II. Historical background


The South has a special history that differentiates it from the rest of the U.S. Slavery was widespread and more deeply rooted, since the plantation economy was based on slave labor. It became part of a culture immortalized and romanticized in Hollywood films like "Gone with the Wind."


Slavery gave southern state institutions a more oppressive and brutal character. Local law enforcements first duty in this region was to capture runaway slaves. Even though slavery was abolished over 150 years ago, a system of laws known as "Jim Crow" perpetuated a relationship of colonizers and the colonized between ruling class Whites and Blacks until the civil rights struggle of the 1950s and 60s.

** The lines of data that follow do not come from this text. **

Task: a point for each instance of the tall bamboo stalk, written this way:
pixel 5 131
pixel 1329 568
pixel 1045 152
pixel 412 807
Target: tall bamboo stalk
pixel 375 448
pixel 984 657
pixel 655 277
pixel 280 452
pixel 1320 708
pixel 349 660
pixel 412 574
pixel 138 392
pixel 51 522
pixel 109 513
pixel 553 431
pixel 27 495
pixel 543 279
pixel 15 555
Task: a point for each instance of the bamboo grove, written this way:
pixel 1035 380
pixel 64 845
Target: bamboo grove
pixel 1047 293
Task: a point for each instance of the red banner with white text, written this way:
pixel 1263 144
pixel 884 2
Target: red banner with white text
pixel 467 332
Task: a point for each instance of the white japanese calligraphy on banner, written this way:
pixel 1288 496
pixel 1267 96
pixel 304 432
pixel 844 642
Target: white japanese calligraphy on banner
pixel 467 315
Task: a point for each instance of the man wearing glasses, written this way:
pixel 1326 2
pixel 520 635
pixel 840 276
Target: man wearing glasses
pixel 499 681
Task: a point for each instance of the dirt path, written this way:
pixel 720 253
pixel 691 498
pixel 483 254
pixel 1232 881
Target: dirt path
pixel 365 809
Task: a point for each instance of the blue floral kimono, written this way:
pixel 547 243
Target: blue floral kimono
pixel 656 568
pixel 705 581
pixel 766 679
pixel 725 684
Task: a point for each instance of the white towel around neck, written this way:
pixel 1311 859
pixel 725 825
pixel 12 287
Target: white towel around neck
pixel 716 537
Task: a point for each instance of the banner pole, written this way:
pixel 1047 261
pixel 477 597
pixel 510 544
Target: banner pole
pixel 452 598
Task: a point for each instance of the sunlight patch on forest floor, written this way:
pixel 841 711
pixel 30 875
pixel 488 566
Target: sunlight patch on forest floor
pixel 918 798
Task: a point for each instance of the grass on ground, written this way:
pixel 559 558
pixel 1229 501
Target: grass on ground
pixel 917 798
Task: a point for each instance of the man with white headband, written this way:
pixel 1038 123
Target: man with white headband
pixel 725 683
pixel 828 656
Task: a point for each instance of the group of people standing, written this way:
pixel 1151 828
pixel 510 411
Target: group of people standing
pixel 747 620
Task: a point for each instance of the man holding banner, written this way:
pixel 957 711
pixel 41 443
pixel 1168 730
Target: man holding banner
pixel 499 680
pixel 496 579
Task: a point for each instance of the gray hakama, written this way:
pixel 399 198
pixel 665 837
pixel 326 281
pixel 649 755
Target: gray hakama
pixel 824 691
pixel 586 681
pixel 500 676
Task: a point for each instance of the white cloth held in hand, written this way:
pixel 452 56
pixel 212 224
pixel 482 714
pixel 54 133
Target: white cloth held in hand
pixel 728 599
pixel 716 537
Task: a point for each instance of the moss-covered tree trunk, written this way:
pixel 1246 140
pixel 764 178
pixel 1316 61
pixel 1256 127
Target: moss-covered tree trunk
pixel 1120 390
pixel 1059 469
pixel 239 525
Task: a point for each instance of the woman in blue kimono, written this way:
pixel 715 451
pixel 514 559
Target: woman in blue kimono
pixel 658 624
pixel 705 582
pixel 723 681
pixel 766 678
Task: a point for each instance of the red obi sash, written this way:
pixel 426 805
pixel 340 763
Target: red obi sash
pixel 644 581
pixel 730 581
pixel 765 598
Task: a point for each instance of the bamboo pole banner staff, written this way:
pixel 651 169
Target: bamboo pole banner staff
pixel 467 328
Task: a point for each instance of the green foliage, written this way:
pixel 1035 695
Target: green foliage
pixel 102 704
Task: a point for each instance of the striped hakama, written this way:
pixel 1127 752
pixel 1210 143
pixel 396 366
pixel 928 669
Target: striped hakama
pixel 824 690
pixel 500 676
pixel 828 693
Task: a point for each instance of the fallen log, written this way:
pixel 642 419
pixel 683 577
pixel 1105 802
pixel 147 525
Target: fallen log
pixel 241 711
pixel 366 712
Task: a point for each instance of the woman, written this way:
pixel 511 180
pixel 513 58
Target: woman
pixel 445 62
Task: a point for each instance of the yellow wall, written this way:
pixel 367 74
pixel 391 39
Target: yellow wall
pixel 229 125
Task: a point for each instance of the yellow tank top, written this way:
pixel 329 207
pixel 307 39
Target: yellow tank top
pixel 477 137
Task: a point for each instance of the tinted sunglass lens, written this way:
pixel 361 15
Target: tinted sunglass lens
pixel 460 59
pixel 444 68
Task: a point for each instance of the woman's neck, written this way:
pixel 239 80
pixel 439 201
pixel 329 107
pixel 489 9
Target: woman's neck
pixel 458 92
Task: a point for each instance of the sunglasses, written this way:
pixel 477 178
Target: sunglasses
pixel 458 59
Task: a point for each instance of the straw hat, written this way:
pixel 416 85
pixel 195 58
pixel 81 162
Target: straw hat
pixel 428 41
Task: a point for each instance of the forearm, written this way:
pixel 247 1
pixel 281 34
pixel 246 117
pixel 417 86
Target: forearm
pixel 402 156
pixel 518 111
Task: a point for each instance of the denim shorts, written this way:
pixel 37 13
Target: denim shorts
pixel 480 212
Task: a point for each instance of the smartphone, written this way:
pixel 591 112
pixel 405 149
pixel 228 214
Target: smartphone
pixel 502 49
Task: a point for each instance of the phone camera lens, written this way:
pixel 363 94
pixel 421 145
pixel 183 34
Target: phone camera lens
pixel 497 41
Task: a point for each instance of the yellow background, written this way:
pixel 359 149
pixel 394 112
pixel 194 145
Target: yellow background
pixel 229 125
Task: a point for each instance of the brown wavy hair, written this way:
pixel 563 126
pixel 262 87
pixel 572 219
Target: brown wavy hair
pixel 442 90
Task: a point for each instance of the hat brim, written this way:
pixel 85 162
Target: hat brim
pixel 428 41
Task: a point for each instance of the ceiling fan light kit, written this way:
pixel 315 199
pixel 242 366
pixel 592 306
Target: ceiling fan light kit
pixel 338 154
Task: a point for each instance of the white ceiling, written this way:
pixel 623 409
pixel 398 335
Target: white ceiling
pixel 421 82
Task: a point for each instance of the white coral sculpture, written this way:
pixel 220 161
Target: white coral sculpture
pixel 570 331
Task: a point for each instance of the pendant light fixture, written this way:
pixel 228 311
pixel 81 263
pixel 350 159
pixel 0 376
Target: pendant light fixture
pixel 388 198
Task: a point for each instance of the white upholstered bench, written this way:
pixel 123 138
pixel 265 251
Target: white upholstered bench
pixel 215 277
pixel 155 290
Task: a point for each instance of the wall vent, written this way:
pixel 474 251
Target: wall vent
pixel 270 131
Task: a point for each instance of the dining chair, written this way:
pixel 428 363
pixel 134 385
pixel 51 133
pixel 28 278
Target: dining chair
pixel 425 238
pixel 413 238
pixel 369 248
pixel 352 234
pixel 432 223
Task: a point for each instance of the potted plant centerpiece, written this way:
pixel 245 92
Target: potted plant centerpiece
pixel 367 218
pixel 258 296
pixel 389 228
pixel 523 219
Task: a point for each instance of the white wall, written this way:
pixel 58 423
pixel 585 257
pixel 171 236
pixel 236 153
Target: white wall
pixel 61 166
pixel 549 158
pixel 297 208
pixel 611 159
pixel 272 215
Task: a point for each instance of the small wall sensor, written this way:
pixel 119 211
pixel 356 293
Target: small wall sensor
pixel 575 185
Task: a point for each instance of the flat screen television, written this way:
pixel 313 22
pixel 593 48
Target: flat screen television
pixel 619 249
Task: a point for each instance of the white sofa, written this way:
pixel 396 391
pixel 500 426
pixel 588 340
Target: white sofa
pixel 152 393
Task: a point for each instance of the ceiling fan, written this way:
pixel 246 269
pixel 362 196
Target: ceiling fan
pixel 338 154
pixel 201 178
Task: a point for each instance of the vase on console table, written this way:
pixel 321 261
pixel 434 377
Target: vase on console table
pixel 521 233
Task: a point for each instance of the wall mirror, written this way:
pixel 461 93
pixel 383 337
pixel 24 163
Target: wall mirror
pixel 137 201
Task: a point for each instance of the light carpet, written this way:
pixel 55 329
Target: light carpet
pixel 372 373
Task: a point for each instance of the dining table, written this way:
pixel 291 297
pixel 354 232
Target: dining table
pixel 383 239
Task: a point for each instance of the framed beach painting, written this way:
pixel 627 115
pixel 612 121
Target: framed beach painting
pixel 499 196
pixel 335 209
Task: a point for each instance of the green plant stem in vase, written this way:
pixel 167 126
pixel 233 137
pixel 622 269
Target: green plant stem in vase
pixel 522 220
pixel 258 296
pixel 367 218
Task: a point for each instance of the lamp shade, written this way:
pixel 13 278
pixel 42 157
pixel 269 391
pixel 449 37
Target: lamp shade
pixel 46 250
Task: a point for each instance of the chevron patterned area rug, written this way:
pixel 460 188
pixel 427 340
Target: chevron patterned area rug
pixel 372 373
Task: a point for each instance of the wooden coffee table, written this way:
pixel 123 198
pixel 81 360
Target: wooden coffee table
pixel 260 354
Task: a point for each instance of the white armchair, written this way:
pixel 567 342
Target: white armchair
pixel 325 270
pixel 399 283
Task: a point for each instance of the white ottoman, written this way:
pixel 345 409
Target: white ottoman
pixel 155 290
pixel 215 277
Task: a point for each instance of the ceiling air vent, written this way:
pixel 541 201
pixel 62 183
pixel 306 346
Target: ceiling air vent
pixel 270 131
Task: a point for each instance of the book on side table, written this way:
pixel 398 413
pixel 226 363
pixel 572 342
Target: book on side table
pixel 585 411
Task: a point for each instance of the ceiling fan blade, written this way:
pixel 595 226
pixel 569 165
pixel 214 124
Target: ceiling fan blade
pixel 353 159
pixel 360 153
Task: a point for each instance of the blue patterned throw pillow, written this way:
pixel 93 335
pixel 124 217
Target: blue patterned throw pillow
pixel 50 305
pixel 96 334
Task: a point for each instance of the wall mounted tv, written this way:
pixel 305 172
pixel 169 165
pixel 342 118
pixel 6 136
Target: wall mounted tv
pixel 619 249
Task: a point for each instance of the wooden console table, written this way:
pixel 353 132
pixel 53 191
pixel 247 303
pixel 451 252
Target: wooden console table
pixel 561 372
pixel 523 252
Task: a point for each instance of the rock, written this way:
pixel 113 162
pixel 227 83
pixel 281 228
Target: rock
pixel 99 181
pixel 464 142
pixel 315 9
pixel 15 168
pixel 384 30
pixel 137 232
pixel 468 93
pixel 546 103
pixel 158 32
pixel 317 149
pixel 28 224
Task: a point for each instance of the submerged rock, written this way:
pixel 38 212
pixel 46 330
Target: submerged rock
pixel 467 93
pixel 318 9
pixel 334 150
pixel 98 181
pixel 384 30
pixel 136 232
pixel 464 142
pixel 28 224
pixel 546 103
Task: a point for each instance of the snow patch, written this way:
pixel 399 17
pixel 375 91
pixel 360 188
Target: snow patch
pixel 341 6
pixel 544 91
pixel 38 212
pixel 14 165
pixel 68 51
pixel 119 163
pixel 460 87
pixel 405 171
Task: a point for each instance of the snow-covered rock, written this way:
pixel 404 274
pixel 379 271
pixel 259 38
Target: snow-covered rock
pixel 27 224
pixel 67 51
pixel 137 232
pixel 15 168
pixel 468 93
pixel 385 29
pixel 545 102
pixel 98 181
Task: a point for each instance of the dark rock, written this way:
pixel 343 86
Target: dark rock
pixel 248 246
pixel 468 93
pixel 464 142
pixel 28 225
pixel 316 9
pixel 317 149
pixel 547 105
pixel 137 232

The South is also home to the nations first organized hate group, the Ku Klux Klan (KKK). In some Southern states, for decades membership in the KKK was the key to a successful political career. Many elected officials and law enforcement personnel belonged to the group.


Public lynchings were another hallmark of Southern life. According to the World Council of Churches, between 1889 and 1940, 3,833 lynchings took place in the United States: 80 percent of the victims were African Americans. Historians estimate that between 85-90 percent of lynchings nationwide took place in the South, often with the complicity of local law enforcement.4


These factors have made racial hate and institutional discrimination more deep-rooted in southern culture.While laws and state structures changed dramatically following the civil rights struggle of the 1950s and 60s, culture dies hard. It was not until November 2000, that Alabamans finally voted in favor of repealing a constitutional ban on interracial marriage.5 In the year 2000, thousands of whites still marched in the streets of the South in defense of the Confederate flag, a symbol of oppression and slavery for African Americans. Racism is masked in the mantle of a historical "cultural heritage" movement.


The vestiges of brutality, white supremacy and impunity are still evident. Just 19 years ago, in March, 1981, two klansmen kidnapped and lynched a young African American in the streets of Mobile, Alabama. Nineteen-year-old Michael Donald was walking to the store to buy a pack of cigarettes when he was attacked, his throat slit and he was hung from a tree. The two klansmen were members of the United Klansmen of America -- a group that once had 41 chapters in 12 states. In this case, they were caught and convicted. Other prominent cases from the civil rights era remain unresolved.


3Scott, Jerome and Kaltz-Fishman, Walda, "The Southern Strategy: Then and Now Freedom is Through the South," Working Paper, Institute for the Elimination of Poverty & Genocide.


'According to EM Beck, co-author of Festival of Violence: An analysis of Southern Lynchings this figure is a "guesstimate" since lynchings were underreported nationally.


5And even then, nearly 41 percent still voted in favor of keeping the ban.